これは、気候変動に対応するゼロ・エミッション技術(ZET)を開発する企業向けにオフィスと共用ラウンジを提供し、経営・資金調達のアドバイスを行う施設です。
ZET-BASE KYOTO の概要
立地と施設構成
- 場所:京都銀行向日町支店・東向日町支店の新築ビル3階
- オフィス数:7室(半導体・バッテリー・再エネ関連の創業間もないスタートアップ向け)
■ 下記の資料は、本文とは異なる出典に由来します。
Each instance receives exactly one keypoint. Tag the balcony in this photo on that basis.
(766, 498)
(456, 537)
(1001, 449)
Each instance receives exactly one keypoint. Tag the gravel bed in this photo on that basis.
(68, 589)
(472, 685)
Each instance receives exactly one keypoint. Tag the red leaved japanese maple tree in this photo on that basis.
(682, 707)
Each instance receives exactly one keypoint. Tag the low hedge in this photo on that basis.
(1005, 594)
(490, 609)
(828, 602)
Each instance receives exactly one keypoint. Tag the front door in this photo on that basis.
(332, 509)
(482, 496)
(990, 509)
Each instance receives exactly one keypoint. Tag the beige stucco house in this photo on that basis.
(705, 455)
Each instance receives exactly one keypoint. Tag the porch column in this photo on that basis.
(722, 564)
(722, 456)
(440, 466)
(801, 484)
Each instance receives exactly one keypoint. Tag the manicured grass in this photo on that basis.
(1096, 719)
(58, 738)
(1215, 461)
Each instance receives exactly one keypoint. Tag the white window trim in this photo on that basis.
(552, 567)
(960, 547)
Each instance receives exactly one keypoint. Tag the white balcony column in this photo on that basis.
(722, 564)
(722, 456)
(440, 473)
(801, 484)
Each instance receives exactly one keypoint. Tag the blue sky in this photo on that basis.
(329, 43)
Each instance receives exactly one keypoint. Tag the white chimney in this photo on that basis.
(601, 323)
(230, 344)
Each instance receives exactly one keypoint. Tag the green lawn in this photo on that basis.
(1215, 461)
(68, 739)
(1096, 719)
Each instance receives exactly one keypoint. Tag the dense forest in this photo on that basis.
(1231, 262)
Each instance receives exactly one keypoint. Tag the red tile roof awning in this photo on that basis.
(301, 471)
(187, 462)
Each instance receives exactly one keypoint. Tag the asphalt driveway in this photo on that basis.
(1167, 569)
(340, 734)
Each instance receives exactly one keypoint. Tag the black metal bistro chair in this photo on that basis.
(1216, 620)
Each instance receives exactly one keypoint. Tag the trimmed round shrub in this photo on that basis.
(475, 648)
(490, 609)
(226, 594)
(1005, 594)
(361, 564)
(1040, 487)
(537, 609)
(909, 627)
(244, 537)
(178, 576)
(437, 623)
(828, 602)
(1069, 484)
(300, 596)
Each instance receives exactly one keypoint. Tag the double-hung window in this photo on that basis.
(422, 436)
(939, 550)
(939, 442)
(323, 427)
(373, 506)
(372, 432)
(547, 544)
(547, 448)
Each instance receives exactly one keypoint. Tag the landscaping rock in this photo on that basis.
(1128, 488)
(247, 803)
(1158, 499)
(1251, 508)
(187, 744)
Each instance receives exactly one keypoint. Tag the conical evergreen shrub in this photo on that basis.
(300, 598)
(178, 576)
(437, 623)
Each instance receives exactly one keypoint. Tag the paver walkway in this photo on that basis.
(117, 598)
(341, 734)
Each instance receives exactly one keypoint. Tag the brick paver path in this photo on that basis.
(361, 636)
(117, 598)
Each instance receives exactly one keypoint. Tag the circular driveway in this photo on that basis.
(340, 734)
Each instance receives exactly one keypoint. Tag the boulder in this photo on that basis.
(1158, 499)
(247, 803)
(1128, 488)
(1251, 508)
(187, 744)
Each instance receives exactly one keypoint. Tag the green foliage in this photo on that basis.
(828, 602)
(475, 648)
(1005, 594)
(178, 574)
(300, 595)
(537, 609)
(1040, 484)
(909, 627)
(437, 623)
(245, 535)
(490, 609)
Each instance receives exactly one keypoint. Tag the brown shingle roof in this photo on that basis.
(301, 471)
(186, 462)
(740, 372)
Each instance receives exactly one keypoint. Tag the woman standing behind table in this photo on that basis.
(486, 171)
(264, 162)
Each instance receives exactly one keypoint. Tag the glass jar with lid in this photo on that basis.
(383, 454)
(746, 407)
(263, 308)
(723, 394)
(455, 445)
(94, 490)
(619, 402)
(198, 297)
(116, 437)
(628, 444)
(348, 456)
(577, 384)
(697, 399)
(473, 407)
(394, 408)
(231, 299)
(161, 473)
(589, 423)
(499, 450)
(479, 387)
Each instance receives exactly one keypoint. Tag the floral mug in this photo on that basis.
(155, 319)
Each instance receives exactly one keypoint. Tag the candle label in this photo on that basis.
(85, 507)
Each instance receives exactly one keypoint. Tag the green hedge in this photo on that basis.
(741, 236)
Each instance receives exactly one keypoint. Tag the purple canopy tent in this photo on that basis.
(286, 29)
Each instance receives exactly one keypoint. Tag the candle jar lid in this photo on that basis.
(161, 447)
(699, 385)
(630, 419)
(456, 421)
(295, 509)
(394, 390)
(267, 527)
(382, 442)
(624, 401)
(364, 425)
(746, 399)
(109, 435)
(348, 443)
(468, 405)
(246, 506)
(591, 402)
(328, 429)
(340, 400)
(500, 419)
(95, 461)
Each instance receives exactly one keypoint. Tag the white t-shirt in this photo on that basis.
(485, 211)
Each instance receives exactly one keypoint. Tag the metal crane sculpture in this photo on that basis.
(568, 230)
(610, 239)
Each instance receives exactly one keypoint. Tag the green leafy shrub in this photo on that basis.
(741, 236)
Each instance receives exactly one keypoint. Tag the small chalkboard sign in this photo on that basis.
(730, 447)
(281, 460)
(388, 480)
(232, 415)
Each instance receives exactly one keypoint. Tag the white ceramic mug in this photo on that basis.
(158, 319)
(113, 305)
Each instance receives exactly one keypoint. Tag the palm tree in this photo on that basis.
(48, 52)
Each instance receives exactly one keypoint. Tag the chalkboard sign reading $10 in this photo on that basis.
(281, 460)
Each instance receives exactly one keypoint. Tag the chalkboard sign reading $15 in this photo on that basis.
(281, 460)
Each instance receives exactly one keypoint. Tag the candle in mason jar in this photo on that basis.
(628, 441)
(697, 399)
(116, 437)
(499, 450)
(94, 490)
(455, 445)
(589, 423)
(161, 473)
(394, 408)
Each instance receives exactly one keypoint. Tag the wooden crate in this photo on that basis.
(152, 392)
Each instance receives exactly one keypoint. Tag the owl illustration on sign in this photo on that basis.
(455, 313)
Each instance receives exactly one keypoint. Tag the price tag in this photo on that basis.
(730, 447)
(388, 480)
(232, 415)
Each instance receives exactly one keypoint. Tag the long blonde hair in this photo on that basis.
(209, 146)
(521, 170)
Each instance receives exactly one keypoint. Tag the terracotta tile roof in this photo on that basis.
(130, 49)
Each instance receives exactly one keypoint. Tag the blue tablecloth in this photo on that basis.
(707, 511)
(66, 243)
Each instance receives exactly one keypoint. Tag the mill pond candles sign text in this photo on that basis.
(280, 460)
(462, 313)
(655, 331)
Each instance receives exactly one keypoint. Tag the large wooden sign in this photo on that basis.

- 共用スペース:ミーティングルーム、イベントスペース、ラウンジなど
- 入居開始:2025年5月予定
背景と狙い
2023年に京都府・向日市・京都銀行・JR西日本が連携協定を結び、脱炭素まちづくりを掲げる「ZET-valley(ゼット・ヴァレー)構想」を発表。向日市の企業集積地という強みを生かし、国内外で競争力を持つスタートアップを育成します。
「ZET」の意味と地域特性
- ZET(Zero Emission Technology):CO₂や廃棄物といった排出を抑制・削減する技術
- 向日市の強み:電子・光学部品メーカーのニデック等、大手企業が集積
- ネーミング:米シリコンバレーに続くイノベーション拠点を目指し命名
向日市長の安田守氏は「竹林が広がる地域特性を逆手に取り、技術革新で脱炭素を実現する」と述べ、行政・企業・金融機関が一体となった支援体制を強調しました。
まちづくりを支えるインフラと住宅計画
向日町駅前では、2028年度に府内最高層となる38階建てタワーマンションが竣工予定。都市型住宅の増加により、起業家や技術者のライフスタイルを支える環境が整いつつあります。
京都フィナンシャルグループの支援強化
100億円出資枠の設置
- 昨年9月:京都キャピタルパートナーズがスタートアップ向けに100億円の投資枠を創設
100億円の「ベンチャーデット」融資枠
- 今回:傘下の京都銀行が追加で100億円を設定し、事業成長をサポート
京都FGの土井伸宏社長は「脱炭素ビジネスを創出し、社会課題の解決につなげる」と力を込めました。
環境配慮型ビルとEV導入
- ZEB認証取得予定:施設の省エネ・創エネを両立し、実質エネルギー使用量ゼロを実現する「ZEB(ゼブ)」認証を、2025年5月に申請・取得予定
- EV営業車の導入:支店行員が使用する営業車を電気自動車とEVバイクに切り替え、全支店で初の取り組み
これにより、拠点自体が脱炭素モデルとなり、入居企業や地域住民に対する強いメッセージとなります。
今後の展望
「ZET-BASE KYOTO」は、向日市を含む京都府全体での脱炭素まちづくりを加速させる要となります。企業支援拠点としての機能を充実させるとともに、国内外への情報発信拠点としても期待されます。スタートアップの成長を後押しし、地域経済と環境保全が両立する新たなイノベーション・エコシステムの創出を目指します。